Metamorphosis is probably the most exciting event to witness, and that’s exactly what happens in “The Naked Summer,” a film that documents what happens to about 30 youngsters who take a Butoh dance workshop led by Akaji Maro of Dairakudakan in Hakuba, Nagano Prefecture, in 2003.
They jog, cook meals, giggle.
But something extraordinary is about to happen.
Exercises in Butoh are designed to teach the novice the methodology of the dance by confronting those Butoh moments of existence.
Tatsumi Hijikata, the founder of Butoh, is supposed to have said that Butoh is the dance of a corpse.
Students of Butoh were told, as the legend goes, to become a horse, or become a dog, or feel as though their body were covered with ants, and question why your head should be on top of your neck, to achieve the slow, tense and jagged movements that characterize Butoh _ the self-proclaimed antithesis to Western dance.
Watching the youngsters tackle the assignments is fascinating:
_ Feel the space around your body, touching every fingertip, air moving like gel.
_ Sense a tragic accidental moment, even something minor striking, like a splinter piercing your foot.
_ Run and keep laughing.
_ Walk slowly, sliding your feet across the ground, while keeping your head level.

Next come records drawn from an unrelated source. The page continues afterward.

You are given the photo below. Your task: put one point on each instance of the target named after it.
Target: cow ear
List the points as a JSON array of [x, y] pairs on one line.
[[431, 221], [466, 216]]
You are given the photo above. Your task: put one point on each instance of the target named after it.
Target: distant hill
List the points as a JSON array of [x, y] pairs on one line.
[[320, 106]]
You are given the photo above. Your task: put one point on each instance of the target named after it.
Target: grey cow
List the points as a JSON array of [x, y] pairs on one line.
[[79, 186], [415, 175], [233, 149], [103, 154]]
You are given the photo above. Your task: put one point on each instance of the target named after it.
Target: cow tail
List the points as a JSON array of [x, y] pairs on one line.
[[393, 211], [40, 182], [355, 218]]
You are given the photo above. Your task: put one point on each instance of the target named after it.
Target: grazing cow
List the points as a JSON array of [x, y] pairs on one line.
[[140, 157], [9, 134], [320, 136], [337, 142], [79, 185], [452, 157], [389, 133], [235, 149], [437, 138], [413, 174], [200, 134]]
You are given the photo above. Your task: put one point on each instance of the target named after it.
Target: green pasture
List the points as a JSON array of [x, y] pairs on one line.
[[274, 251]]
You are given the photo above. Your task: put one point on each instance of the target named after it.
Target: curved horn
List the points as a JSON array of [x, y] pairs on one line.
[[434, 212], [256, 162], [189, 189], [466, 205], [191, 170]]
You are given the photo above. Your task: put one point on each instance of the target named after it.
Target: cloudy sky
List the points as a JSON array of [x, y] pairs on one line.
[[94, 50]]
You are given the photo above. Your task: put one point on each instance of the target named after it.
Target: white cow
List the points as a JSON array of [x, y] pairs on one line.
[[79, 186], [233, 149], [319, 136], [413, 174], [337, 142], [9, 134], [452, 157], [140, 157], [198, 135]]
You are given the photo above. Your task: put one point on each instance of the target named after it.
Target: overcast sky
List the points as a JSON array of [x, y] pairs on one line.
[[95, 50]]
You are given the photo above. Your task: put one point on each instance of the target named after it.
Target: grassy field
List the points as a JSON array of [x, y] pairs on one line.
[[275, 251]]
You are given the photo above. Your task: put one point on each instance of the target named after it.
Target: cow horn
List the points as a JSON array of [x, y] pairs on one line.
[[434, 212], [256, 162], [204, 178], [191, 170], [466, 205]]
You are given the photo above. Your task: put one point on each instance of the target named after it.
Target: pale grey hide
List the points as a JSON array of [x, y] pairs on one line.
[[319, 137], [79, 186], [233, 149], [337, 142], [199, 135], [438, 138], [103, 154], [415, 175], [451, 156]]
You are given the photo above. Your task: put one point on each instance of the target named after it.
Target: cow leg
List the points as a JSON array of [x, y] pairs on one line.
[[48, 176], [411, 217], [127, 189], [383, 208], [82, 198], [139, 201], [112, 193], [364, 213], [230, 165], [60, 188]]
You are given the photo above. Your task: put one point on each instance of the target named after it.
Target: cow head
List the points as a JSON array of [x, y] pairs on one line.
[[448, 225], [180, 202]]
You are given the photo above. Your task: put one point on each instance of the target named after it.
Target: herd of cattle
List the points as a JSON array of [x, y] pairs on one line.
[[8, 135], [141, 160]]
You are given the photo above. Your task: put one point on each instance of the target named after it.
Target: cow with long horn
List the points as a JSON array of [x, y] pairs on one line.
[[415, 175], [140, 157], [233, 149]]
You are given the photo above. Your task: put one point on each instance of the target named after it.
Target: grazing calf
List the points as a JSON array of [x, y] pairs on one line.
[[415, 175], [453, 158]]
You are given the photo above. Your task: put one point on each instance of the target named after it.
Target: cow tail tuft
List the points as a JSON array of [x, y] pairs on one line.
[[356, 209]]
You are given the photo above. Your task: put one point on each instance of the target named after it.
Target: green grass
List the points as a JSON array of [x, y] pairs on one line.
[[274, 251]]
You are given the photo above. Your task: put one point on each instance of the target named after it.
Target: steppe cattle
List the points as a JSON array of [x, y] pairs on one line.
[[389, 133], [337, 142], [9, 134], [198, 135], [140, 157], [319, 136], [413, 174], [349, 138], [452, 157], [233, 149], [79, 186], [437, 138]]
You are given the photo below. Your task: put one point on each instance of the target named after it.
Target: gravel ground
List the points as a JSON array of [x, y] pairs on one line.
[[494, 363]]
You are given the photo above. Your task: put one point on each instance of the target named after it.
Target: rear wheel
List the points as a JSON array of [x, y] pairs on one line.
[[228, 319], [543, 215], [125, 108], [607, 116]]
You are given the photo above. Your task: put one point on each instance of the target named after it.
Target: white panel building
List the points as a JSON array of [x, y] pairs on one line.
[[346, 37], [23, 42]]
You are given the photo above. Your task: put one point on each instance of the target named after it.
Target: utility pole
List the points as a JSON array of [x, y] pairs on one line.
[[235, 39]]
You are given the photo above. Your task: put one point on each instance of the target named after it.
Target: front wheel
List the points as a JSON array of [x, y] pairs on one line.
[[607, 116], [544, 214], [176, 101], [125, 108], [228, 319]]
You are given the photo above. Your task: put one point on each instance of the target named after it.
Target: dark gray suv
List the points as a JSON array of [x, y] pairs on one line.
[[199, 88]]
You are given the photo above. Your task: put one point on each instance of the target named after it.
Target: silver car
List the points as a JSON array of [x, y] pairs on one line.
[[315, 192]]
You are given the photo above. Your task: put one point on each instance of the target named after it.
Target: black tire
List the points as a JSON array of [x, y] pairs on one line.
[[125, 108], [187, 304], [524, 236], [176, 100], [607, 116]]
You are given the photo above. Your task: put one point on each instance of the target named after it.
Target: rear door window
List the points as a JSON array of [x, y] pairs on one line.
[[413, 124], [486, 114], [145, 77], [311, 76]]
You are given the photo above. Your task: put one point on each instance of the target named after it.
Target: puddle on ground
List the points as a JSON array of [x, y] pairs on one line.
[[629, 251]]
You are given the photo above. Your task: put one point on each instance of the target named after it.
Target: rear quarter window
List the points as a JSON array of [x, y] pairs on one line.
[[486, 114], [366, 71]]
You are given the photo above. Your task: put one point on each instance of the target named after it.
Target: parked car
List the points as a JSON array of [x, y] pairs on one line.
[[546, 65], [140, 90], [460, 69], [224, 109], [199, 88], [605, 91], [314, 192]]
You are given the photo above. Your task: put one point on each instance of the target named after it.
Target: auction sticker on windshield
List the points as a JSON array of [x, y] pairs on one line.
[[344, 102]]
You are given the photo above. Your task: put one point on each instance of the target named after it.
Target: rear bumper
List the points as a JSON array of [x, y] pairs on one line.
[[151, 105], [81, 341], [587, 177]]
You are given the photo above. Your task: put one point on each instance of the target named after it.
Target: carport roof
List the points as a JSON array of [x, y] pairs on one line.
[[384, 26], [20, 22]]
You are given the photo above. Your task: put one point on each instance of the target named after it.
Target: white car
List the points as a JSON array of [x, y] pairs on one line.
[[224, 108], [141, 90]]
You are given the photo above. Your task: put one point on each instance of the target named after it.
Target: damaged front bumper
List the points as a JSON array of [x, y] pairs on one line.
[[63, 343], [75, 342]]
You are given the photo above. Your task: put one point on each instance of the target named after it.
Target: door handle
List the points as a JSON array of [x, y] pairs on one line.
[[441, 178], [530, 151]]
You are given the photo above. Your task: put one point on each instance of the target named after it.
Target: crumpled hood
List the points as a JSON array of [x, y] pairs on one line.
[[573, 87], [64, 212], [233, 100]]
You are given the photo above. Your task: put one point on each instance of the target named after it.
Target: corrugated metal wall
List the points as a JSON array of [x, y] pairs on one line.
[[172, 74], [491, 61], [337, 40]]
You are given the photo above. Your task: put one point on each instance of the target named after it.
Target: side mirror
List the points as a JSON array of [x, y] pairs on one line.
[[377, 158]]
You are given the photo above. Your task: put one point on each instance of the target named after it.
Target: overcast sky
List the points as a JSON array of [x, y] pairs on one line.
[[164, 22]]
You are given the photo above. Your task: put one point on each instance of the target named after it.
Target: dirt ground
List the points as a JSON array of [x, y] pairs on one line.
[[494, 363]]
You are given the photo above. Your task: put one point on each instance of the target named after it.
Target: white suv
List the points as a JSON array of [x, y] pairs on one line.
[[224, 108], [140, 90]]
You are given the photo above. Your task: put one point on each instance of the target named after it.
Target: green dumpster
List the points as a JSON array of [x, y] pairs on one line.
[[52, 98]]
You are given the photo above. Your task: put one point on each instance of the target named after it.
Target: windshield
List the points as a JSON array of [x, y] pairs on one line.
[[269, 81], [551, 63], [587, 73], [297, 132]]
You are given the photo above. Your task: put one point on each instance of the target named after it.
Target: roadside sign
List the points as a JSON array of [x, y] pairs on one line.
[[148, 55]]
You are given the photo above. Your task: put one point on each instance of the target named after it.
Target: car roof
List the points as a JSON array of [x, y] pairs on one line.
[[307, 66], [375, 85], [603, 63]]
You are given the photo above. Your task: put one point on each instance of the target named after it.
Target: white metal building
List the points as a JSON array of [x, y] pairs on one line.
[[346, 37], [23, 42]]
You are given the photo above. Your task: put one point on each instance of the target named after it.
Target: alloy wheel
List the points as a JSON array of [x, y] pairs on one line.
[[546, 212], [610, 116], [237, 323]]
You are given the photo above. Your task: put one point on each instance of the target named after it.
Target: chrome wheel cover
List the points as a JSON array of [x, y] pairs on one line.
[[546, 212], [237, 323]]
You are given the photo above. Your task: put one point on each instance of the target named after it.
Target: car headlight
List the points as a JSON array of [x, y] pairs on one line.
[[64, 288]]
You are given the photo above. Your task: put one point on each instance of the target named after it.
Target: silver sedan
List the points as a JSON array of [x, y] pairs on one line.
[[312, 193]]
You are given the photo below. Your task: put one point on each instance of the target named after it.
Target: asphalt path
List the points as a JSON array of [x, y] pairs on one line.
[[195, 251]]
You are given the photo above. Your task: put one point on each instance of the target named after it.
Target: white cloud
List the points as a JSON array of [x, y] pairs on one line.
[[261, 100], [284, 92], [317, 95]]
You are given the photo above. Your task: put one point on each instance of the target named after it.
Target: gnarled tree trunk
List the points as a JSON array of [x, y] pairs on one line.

They practice and practice with a passion that’s laughable in its purity. They grimace, stretching and squeezing their facial muscles. They squirm on the floor like worms. They flap their arms, bend their bodies repeatedly, they do lifts until their backs hurt. They collapse on the floor in exhaustion.
But in the act of doing, zenlike, they become Butoh dancers.
The weeklong workshop culminates in an evening performance at an outdoor theater.
When the boys get their heads and eyebrows shaved off, the transformation is almost complete.
The youngsters cut cloth, using patterns, and sew bikini panties _ the sole items of costuming.
By the time they nervously don makeup, painting their bodies with gold paint, they are already strangers, animals from hell trapped in sinewy bodies of Buddhas.
The movie juxtaposes footage of the professional troupe’s performances with scenes from the workshop.
And that’s an eye-opener.
Having watched the novices struggle akwwardly with the simplest Butoh moves that we have seen so often performed effortlessly by the professionals, we now appreciate with more intensity the experienced dancers’ chiseled bodies and controlled movements.
Maro’s body at 60 has never been so stunningly beautiful as we watch him smile, crack jokes, lecture and gaze on with wisdom at those who are trying to take up this legacy of Japanese postwar art.
We know he knows he is running out of time to leave that understanding to the young, and we witness Maro’s recognition of his inevitable death and his sense of urgency.
We are also struck by how unique, definitive and awesome Butoh is as an art form and how it is relevant to the world today and the future these youngsters inherit.
Still, the movie, directed by Kenji Okabe, intentionally doesn’t bother to give the participants’ names, backgrounds.
They are blurs of faces.
They came and they lived a week as Butoh dancers and they will never be the same.
That’s the story this movie wants to tell.
A regular documentary might have gone back, asking some of them for a reaction, demonstrating their return to the everyday.
Instead, the movie simply shows another summer has come _ jogging and exercising under the sunlight is another batch of kids who has come to be reborn as Butoh dancers.